Careful Words

stream (n.)

stream (v.)

stream (adv.)

stream (adj.)

Who o'er the herd would wish to reign,

Fantastic, fickle, fierce, and vain!

Vain as the leaf upon the stream,

And fickle as a changeful dream;

Fantastic as a woman's mood,

And fierce as Frenzy's fever'd blood.

Thou many-headed monster thing,

Oh who would wish to be thy king!

Sir Walter Scott (1771-1832): Lady of the Lake. Canto v. Stanza 30.

I care not, Fortune, what you me deny:

You cannot rob me of free Nature's grace,

You cannot shut the windows of the sky

Through which Aurora shows her brightening face;

You cannot bar my constant feet to trace

The woods and lawns, by living stream, at eve:

Let health my nerves and finer fibres brace,

And I their toys to the great children leave:

Of fancy, reason, virtue, naught can me bereave.

James Thomson (1700-1748): The Castle of Indolence. Canto ii. Stanza 3.

Soft is the strain when zephyr gently blows,

And the smooth stream in smoother numbers flows;

But when loud surges lash the sounding shore,

The hoarse rough verse should like the torrent roar.

When Ajax strives some rock's vast weight to throw,

The line too labours, and the words move slow:

Not so when swift Camilla scours the plain,

Flies o'er th' unbending corn, and skims along the main.

Alexander Pope (1688-1744): Essay on Criticism. Part ii. Line 166.

Farewell! a long farewell, to all my greatness!

This is the state of man: to-day he puts forth

The tender leaves of hopes; to-morrow blossoms,

And bears his blushing honours thick upon him;

The third day comes a frost, a killing frost,

And when he thinks, good easy man, full surely

His greatness is a-ripening, nips his root,

And then he falls, as I do. I have ventured,

Like little wanton boys that swim on bladders,

This many summers in a sea of glory,

But far beyond my depth: my high-blown pride

At length broke under me and now has left me,

Weary and old with service, to the mercy

Of a rude stream, that must forever hide me.

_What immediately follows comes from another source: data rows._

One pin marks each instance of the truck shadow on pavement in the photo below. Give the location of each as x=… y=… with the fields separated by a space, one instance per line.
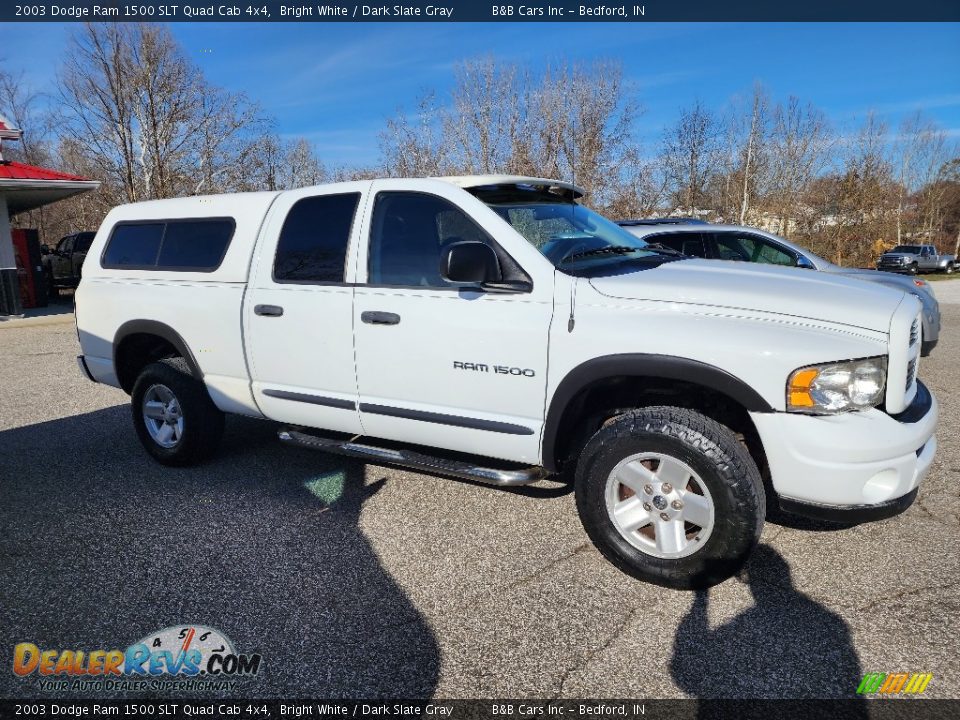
x=100 y=546
x=786 y=645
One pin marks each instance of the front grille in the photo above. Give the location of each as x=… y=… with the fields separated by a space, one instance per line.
x=911 y=373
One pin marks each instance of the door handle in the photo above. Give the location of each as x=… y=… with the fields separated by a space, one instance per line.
x=268 y=310
x=373 y=317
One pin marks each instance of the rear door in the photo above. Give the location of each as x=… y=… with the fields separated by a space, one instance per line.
x=298 y=310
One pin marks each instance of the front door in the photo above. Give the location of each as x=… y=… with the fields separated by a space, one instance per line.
x=438 y=365
x=299 y=311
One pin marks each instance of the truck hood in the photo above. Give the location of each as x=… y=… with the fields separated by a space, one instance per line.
x=786 y=291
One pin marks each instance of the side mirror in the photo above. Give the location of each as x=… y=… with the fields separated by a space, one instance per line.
x=470 y=263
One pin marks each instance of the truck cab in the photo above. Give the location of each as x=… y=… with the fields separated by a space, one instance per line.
x=493 y=328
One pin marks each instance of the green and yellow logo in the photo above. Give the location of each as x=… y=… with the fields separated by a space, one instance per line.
x=893 y=683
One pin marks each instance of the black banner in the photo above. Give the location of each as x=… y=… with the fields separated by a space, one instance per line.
x=877 y=709
x=480 y=11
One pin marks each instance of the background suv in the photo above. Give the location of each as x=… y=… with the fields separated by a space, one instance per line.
x=745 y=244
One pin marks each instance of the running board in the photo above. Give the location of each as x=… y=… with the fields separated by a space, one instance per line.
x=414 y=460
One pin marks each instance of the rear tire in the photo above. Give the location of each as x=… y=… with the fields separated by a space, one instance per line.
x=671 y=497
x=174 y=417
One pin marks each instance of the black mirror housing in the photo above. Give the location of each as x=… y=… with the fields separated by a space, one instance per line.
x=469 y=262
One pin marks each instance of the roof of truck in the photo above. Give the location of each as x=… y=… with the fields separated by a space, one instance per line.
x=472 y=181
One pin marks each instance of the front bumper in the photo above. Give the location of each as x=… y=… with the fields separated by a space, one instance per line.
x=852 y=462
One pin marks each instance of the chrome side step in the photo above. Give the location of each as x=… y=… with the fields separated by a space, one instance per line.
x=414 y=460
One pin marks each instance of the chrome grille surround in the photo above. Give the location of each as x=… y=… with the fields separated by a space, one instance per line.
x=903 y=355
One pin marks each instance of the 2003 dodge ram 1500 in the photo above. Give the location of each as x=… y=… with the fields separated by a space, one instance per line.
x=432 y=323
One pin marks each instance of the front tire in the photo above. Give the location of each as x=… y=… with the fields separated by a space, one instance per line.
x=174 y=417
x=670 y=497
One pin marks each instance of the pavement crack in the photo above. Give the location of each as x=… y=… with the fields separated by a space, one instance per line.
x=543 y=569
x=582 y=665
x=901 y=594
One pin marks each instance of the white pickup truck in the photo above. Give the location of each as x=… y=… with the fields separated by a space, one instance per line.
x=493 y=329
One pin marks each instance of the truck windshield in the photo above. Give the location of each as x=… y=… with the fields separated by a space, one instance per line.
x=572 y=237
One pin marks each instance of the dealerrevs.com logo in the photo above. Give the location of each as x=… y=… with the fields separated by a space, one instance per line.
x=894 y=683
x=185 y=657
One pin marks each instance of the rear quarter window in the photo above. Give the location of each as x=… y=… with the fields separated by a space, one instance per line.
x=196 y=245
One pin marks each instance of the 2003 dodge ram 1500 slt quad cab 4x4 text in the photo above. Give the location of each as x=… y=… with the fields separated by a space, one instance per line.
x=492 y=328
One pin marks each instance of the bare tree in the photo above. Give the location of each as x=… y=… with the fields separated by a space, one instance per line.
x=799 y=145
x=690 y=156
x=414 y=148
x=147 y=118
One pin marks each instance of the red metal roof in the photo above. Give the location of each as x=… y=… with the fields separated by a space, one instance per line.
x=19 y=171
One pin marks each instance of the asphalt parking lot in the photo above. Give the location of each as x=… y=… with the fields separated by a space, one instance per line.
x=361 y=581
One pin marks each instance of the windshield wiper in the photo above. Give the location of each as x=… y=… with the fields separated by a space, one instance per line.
x=609 y=250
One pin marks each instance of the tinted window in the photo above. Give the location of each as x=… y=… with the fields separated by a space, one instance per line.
x=195 y=244
x=687 y=243
x=313 y=241
x=751 y=248
x=185 y=245
x=133 y=245
x=409 y=232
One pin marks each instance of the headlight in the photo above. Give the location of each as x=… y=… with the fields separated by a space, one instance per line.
x=837 y=387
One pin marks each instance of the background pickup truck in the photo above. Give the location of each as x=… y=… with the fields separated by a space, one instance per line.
x=493 y=329
x=916 y=258
x=62 y=265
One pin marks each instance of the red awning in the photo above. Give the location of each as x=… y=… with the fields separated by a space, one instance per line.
x=26 y=187
x=19 y=171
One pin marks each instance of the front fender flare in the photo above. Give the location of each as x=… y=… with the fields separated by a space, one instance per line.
x=646 y=366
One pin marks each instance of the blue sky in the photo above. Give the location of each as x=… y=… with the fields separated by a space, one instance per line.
x=337 y=83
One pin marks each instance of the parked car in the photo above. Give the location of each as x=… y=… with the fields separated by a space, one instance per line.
x=493 y=329
x=62 y=265
x=916 y=258
x=746 y=244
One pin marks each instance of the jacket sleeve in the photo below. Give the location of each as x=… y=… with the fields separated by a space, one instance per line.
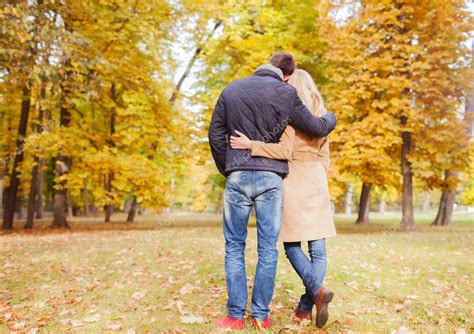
x=301 y=118
x=218 y=135
x=324 y=154
x=283 y=150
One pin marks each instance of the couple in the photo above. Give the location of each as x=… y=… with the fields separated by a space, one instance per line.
x=255 y=148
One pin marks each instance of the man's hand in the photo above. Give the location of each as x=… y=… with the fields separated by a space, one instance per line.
x=240 y=143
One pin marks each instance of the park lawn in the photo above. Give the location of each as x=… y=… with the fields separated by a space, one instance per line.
x=156 y=276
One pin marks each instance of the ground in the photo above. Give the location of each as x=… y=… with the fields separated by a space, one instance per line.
x=165 y=274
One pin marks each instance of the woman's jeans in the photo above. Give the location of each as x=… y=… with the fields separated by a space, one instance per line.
x=244 y=190
x=312 y=271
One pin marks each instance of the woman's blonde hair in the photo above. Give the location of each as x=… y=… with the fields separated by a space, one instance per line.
x=307 y=91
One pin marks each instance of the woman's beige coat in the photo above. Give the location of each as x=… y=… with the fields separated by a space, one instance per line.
x=307 y=212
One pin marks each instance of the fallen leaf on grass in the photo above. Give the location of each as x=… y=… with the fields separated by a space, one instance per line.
x=19 y=325
x=192 y=319
x=77 y=323
x=94 y=318
x=112 y=326
x=138 y=295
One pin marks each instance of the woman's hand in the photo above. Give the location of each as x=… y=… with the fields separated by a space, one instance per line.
x=240 y=143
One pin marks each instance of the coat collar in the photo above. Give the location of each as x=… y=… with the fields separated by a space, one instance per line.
x=269 y=70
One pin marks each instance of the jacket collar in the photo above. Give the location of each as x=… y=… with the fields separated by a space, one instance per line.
x=270 y=70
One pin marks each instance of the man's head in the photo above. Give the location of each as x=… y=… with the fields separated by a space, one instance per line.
x=285 y=62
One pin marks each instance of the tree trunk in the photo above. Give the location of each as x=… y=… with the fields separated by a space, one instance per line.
x=1 y=190
x=32 y=204
x=426 y=203
x=63 y=162
x=133 y=211
x=408 y=220
x=364 y=203
x=446 y=203
x=172 y=195
x=191 y=62
x=86 y=199
x=383 y=205
x=32 y=195
x=39 y=191
x=348 y=201
x=60 y=196
x=109 y=207
x=70 y=211
x=12 y=191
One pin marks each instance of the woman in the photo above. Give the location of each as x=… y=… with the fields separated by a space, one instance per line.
x=307 y=212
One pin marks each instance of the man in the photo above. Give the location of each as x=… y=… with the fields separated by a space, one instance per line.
x=260 y=106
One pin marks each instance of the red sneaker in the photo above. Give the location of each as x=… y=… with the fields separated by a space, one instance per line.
x=322 y=298
x=230 y=323
x=302 y=315
x=262 y=324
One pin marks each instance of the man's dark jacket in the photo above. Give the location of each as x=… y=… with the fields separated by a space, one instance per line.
x=260 y=106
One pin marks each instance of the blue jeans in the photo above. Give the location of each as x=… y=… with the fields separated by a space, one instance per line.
x=245 y=189
x=312 y=271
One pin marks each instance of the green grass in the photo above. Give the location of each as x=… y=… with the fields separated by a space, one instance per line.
x=148 y=275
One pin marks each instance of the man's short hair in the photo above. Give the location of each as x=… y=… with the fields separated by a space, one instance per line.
x=284 y=61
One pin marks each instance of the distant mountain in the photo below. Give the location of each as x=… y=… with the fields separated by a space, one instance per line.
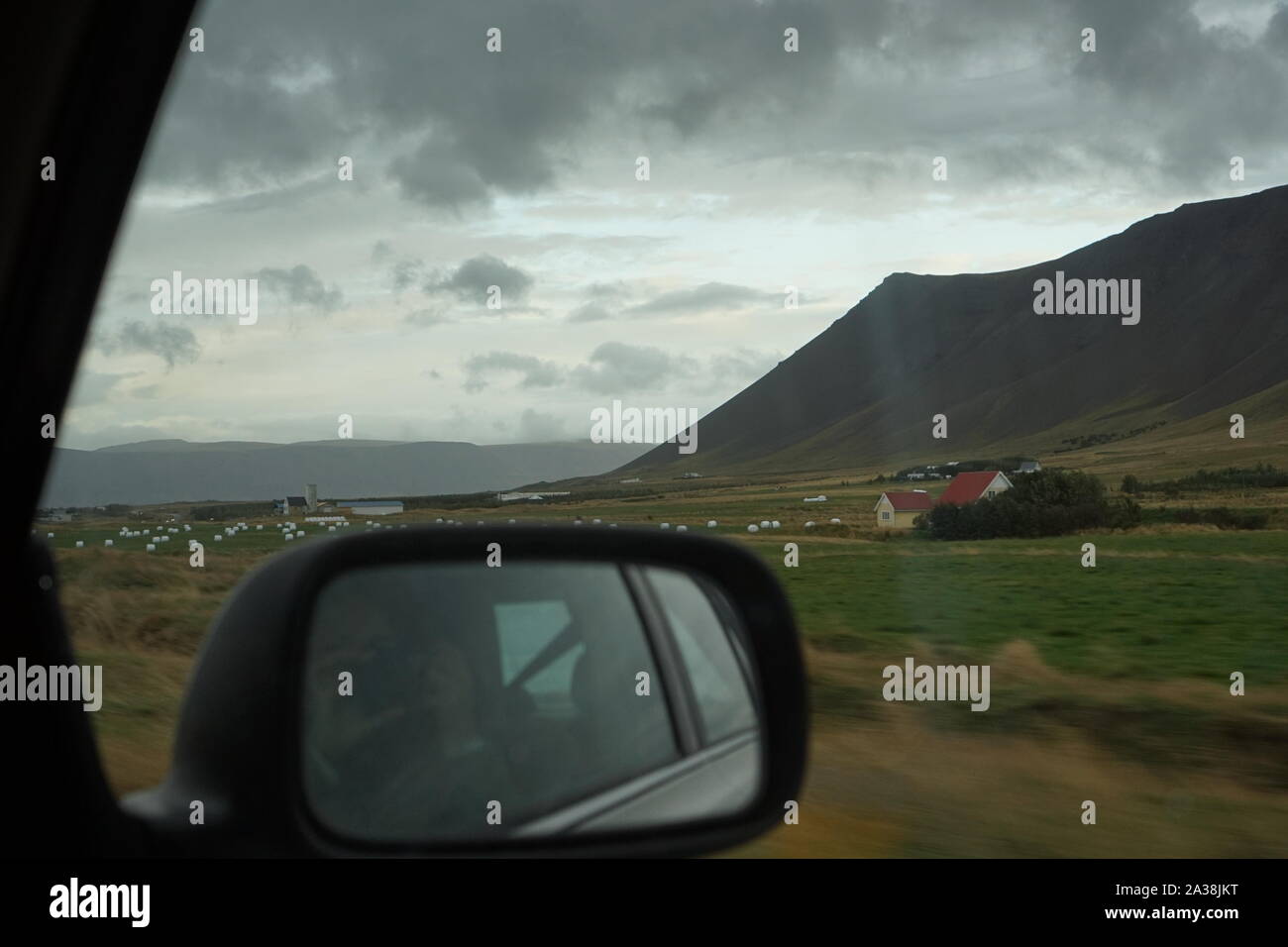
x=175 y=471
x=1212 y=333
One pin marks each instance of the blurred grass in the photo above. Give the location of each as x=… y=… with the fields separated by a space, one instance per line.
x=1108 y=684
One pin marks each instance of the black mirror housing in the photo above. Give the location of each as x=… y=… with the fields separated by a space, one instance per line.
x=240 y=731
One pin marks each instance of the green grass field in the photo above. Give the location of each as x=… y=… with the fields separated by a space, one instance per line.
x=1108 y=684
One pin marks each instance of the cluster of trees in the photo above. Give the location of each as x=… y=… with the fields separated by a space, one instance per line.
x=1048 y=502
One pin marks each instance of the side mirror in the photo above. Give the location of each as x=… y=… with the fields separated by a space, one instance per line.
x=498 y=689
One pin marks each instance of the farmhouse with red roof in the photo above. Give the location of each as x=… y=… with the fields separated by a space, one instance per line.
x=897 y=510
x=978 y=484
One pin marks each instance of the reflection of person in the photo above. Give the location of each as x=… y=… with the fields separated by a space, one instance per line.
x=447 y=772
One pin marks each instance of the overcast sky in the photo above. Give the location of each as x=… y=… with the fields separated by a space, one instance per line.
x=519 y=169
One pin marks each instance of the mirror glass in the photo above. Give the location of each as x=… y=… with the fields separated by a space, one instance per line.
x=459 y=702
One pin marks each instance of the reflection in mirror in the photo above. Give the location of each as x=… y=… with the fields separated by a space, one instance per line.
x=456 y=702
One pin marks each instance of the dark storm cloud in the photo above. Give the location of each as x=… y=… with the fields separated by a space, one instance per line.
x=1000 y=86
x=93 y=386
x=300 y=286
x=471 y=281
x=171 y=343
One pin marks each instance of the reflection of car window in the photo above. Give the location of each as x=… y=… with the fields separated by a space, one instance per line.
x=475 y=684
x=719 y=684
x=523 y=629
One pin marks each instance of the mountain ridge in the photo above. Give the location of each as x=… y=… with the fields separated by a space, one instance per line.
x=970 y=346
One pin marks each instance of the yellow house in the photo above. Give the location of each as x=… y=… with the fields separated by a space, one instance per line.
x=896 y=510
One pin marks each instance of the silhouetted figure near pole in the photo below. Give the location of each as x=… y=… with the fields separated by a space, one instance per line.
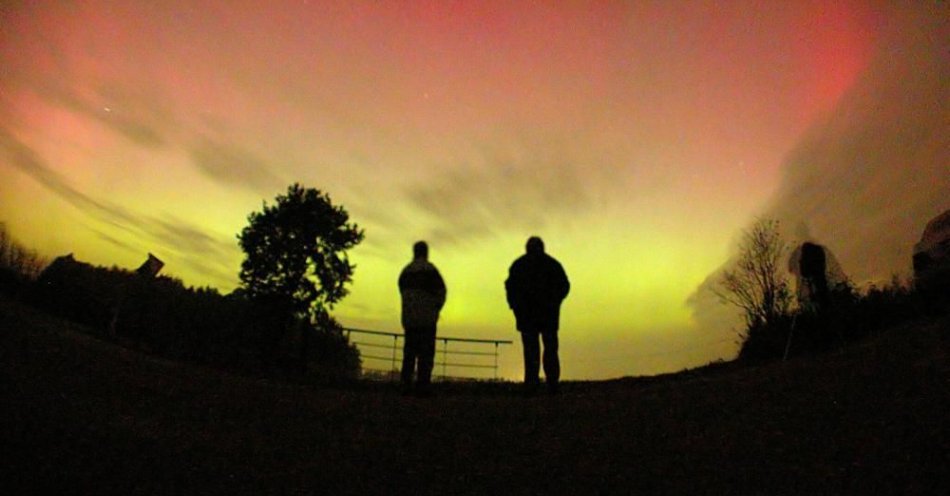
x=813 y=269
x=423 y=295
x=535 y=288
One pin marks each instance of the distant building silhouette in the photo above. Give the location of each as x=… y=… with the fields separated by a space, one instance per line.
x=932 y=256
x=817 y=274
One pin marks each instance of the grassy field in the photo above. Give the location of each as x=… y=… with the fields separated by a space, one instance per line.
x=80 y=416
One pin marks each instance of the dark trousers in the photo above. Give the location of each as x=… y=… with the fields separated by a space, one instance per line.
x=419 y=346
x=532 y=357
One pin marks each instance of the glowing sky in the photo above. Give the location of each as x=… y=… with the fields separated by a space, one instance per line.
x=637 y=138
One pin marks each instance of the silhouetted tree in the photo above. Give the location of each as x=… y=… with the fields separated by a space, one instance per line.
x=296 y=261
x=18 y=265
x=755 y=283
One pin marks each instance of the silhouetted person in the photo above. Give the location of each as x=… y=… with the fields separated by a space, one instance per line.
x=813 y=269
x=535 y=288
x=423 y=295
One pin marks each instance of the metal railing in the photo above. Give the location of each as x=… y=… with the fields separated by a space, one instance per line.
x=378 y=344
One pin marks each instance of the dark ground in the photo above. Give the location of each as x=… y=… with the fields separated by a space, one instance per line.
x=80 y=416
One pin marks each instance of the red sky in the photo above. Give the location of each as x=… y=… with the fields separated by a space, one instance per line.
x=636 y=137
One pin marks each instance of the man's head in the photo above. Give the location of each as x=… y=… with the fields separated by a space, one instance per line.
x=534 y=245
x=420 y=250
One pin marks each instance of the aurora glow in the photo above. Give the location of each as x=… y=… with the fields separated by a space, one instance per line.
x=636 y=138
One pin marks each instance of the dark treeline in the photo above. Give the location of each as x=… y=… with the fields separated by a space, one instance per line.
x=852 y=316
x=160 y=315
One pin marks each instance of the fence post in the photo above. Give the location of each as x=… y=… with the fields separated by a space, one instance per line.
x=445 y=356
x=393 y=373
x=496 y=360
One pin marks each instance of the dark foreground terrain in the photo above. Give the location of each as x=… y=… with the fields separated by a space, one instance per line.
x=80 y=416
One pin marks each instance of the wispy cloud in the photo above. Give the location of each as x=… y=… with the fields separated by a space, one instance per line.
x=865 y=180
x=524 y=193
x=202 y=252
x=232 y=165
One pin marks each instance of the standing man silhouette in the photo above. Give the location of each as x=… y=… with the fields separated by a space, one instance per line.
x=423 y=295
x=536 y=286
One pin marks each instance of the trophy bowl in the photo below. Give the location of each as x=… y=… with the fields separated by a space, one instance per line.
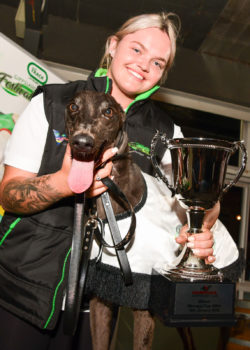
x=199 y=168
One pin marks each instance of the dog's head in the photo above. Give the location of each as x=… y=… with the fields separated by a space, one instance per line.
x=94 y=121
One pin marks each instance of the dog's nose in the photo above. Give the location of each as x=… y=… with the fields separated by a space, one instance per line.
x=83 y=142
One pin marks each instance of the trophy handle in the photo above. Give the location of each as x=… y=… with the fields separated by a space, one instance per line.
x=241 y=146
x=159 y=137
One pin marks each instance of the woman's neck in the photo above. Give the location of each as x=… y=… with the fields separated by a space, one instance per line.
x=121 y=98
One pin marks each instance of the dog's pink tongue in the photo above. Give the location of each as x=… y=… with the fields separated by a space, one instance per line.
x=80 y=176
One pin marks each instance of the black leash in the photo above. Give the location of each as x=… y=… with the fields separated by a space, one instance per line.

Vain pomp and glory of this world, I hate ye:

I feel my heart new opened. O, how wretched

Is that poor man that hangs on princes' favours!

There is betwixt that smile we would aspire to,

That sweet aspect of princes, and their ruin,

More pangs and fears than wars or women have:

And when he falls, he falls like Lucifer,

Never to hope again.

William Shakespeare (1564-1616): King Henry VIII. Act iii. Sc. 2.

Touch us gently, Time!

Let us glide adown thy stream

Gently,—as we sometimes glide

Through a quiet dream.

Bryan W Procter (1787-1874): Touch us gently, Time.

Sweet Memory! wafted by thy gentle gale,

Oft up the stream of Time I turn my sail.

Samuel Rogers (1763-1855): The Pleasures of Memory. Part ii. i.

  Where the streame runneth smoothest, the water is deepest.

John Lyly (Circa 1553-1601): Euphues and his England, page 287.

Row, brothers, row, the stream runs fast,

The rapids are near, and the daylight's past.

Thomas Moore (1779-1852): A Canadian Boat-Song.

Such sights as youthful poets dream

On summer eyes by haunted stream.

Then to the well-trod stage anon,

If Jonson's learned sock be on,

Or sweetest Shakespeare, Fancy's child,

Warble his native wood-notes wild.

John Milton (1608-1674): L'Allegro. Line 129.

Oh, could I flow like thee, and make thy stream

My great example, as it is my theme!

Though deep, yet clear; though gentle, yet not dull;

Strong without rage; without o'erflowing, full.

Sir John Denham (1615-1668): Cooper's Hill. Line 189.

And when the stream

Which overflowed the soul was passed away,

A consciousness remained that it had left

Deposited upon the silent shore

Of memory images and precious thoughts

That shall not die, and cannot be destroyed.

William Wordsworth (1770-1850): The Excursion. Book vii.